Did the Ouija Board help you with that one, or did you "divine" it all on your own? The Levy article I quoted earlier contain addition information regarding Marshall's dicta in Bollman. As a matter of fact, just about every article I have read about Bollman makes mention of Marshall's dicta. Didn't non sequitur educate you about obiter dicta (courtesy ping) in the late, great, deleted thread?
Let's examine what I stated then.
1. Is Freedman a revisionist? Well, he wrote a book attempting to trash a widely celebrated decision from a widely celebrated Chief Justice that has been almost universally accepted for the last 200 years. I'd say that makes him the very definition of a revisionist.
2. Is Freedman a crank? Well, his books/articles are loaded with snide pot shots against Marshall and his favorite means of discounting one of Marshall's arguments is to assign it with unsubstantiated discrediting motives.

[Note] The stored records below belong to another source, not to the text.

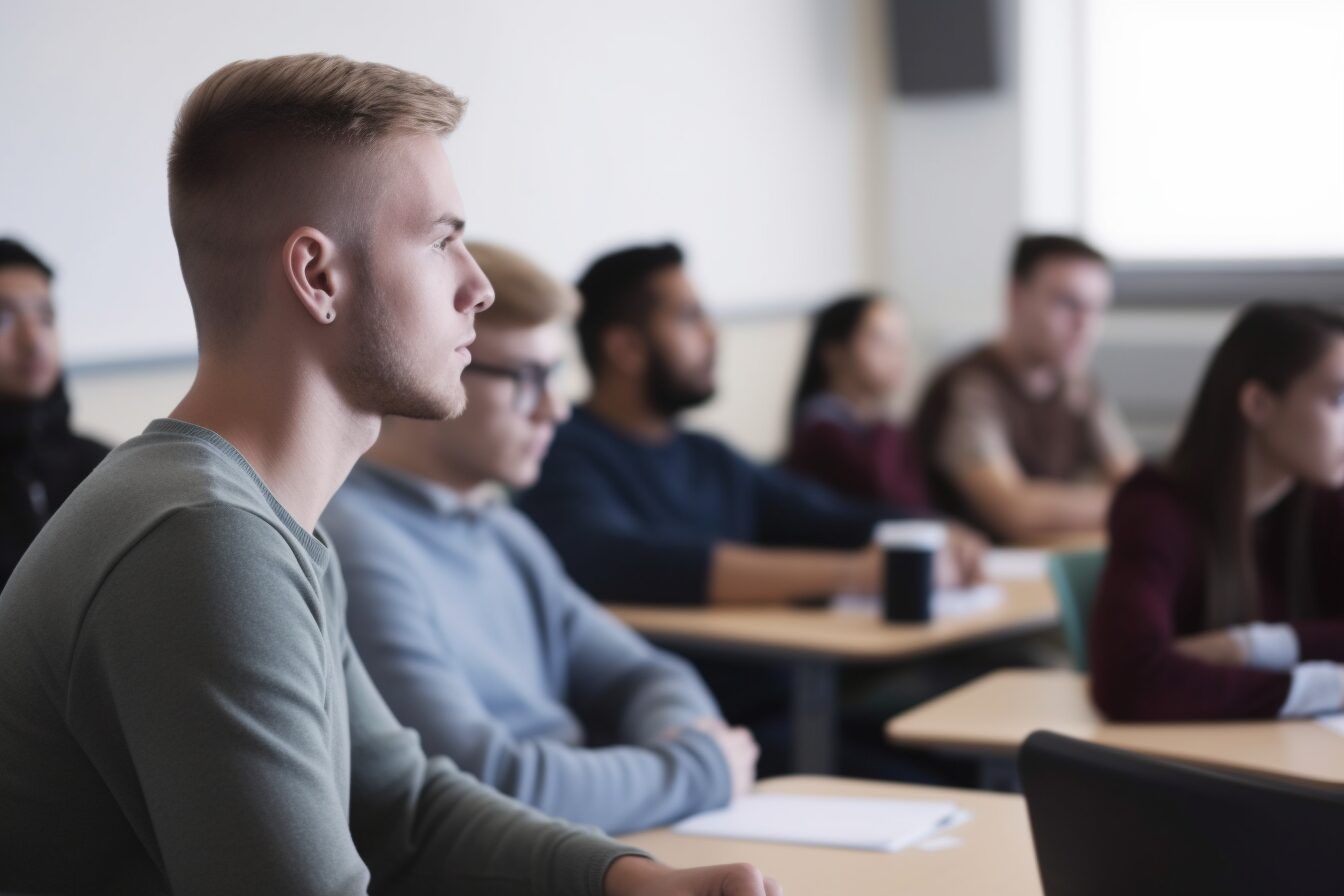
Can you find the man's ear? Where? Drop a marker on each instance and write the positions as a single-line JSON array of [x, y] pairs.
[[625, 349], [1255, 402], [309, 258]]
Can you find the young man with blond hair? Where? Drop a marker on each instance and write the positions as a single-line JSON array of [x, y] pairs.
[[182, 707], [1018, 437], [468, 623]]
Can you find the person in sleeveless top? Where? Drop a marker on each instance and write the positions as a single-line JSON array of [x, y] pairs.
[[1016, 435]]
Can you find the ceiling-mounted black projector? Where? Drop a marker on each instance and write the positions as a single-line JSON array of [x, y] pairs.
[[942, 47]]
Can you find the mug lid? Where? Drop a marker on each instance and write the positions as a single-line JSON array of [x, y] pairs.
[[911, 533]]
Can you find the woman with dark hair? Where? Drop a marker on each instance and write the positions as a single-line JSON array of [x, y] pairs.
[[842, 433], [1223, 591]]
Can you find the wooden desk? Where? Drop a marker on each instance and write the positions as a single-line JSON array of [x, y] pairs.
[[816, 641], [992, 716], [995, 855]]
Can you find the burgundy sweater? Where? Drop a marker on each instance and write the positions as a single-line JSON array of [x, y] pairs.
[[875, 462], [1153, 591]]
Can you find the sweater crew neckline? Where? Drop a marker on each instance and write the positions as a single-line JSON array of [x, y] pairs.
[[313, 546]]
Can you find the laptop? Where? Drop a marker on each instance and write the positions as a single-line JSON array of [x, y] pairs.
[[1109, 822]]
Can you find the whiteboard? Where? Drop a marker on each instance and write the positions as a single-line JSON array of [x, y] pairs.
[[729, 126]]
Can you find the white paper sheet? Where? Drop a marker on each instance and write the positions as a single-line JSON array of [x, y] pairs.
[[848, 822], [1016, 564], [948, 603]]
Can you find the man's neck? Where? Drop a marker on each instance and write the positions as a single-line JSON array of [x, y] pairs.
[[1038, 379], [624, 407], [402, 452], [293, 429]]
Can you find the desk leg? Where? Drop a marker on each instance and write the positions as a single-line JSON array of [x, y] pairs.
[[813, 718]]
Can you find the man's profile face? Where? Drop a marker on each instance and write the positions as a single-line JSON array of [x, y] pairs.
[[1059, 309], [510, 422], [682, 344], [418, 289], [30, 352]]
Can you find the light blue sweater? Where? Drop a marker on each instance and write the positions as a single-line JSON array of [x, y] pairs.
[[477, 640]]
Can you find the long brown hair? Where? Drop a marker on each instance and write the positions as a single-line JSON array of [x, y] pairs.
[[1272, 344]]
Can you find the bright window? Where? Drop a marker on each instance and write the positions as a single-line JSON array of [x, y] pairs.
[[1212, 129]]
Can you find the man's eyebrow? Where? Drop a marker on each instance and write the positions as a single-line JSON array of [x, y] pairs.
[[452, 222]]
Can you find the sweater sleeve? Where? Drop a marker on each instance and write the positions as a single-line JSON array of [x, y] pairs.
[[1323, 638], [206, 653], [414, 665], [792, 512], [1137, 675], [610, 552]]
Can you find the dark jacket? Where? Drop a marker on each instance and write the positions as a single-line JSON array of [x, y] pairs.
[[40, 464]]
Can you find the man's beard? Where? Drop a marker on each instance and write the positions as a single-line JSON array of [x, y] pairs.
[[671, 394], [382, 378]]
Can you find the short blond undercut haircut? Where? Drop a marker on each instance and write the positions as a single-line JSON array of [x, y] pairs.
[[252, 129], [524, 294]]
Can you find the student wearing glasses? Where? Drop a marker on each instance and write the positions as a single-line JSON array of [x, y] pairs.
[[471, 628]]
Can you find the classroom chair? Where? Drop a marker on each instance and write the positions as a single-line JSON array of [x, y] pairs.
[[1075, 576], [1109, 822]]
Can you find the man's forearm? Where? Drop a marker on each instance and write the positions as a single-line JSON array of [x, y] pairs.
[[741, 574]]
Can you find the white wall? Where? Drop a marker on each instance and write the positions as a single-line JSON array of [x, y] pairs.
[[731, 126]]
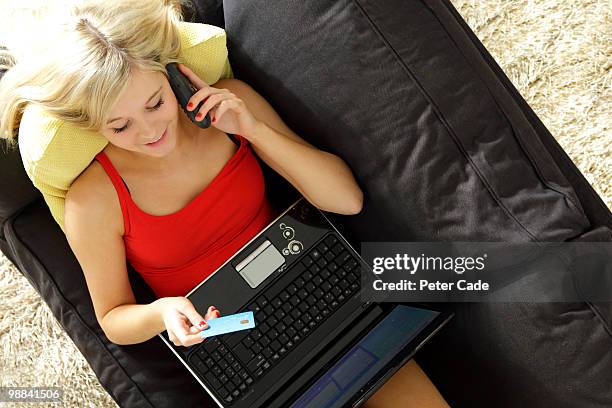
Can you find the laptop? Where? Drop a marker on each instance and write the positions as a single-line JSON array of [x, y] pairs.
[[318, 340]]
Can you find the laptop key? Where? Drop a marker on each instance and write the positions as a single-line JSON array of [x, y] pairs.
[[277, 302], [223, 392], [307, 261], [212, 380], [264, 341], [322, 261], [236, 380], [256, 348], [272, 321], [315, 254], [331, 240], [299, 282], [267, 352], [243, 374], [275, 345], [338, 248]]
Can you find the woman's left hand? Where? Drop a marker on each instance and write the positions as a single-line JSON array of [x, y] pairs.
[[228, 113]]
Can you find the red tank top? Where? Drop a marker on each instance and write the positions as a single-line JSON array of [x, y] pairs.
[[175, 252]]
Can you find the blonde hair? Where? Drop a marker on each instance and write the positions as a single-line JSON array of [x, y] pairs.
[[89, 61]]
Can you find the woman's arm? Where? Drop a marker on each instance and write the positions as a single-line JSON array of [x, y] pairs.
[[322, 178]]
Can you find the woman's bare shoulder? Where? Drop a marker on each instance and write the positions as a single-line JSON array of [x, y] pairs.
[[92, 198]]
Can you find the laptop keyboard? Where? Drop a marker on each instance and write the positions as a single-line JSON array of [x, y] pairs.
[[285, 314]]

I'd say that makes him the very definition of a crank as well.
In short, I stand by my earlier remark. Freedman is a crank revisionist.
Nice chronolgy. You "forgot" mention when the House adjourned. The Senate is only half of congress.
Though you may dwell in a Farberville full of metaphysical California Miss Cleo's, I do not. Rather, I simply observed the development of your argument along the path you followed. That you ended up where you did was easily anticipated and easily recognized once it happened because your type always ends up there.
The Levy article I quoted earlier contain addition information regarding Marshall's dicta in Bollman.
You mean the same one you tried to pass off as "proof" that Bollman, a case about a habeas corpus petition, was not about habeas corpus? Here's a newsflash for you capitan. Virtually every case ever written has items of dicta somewhere within its text. But they also have holdings and premises on which those holdings are decided. The simple fact that you saw the words "Bollman" and "dicta" appear in the same article does not even remotely begin to approach substantiating your claim that a specific passage you personally do not like is a piece of obiter dictum. Your "dicta" sources so far have all commented on unrelated passages - a fact that you cannot seem to recognize because you're still on a sugar high from seeing the two words together in the same passage.
As a matter of fact, just about every article I have read about Bollman makes mention of Marshall's dicta.
Gee, ya think? And I bet it has something to do with the fact that EVERY supreme court case of any substantial length has dicta somewhere in it. It is once again obvious that you have yet to grasp that amazingly simple concept.
Of course, in the capitan_refugio/non-sequitur school of law, all it takes to find obiter dictum is to do a google search for a case name and the word "dicta." If it pulls up a hit then you get free license to go through the case and slap the obiter dictum label on any passage of it that you don't like.
As I similarly instructed another poster, "the suspension of the powers vested by this act" refers to the Judiciary Act of 1789, not the "Suspension Clause" in the Constitution.
Harold M. Hyman, in an article about Ex parte Milligan, begins with, "In 1861, Chief Justice Roger B. Taney contrived a possibility of executive-judicial, civil-military clashes (Ex parte Merryman); in 1863 the Supreme Court averted similar confrontations (Ex parte Vallandigham; Prize Cases).
A judge's motivations are important. Especially when his opinion purports to establish precedent. Taney's "bad behavior" should never be mistaken for sound legal reasoning. As as has been demonstrated, Taney's in chambers opinion was not a decision of the Supreme Court - Taney engineered it all on his own.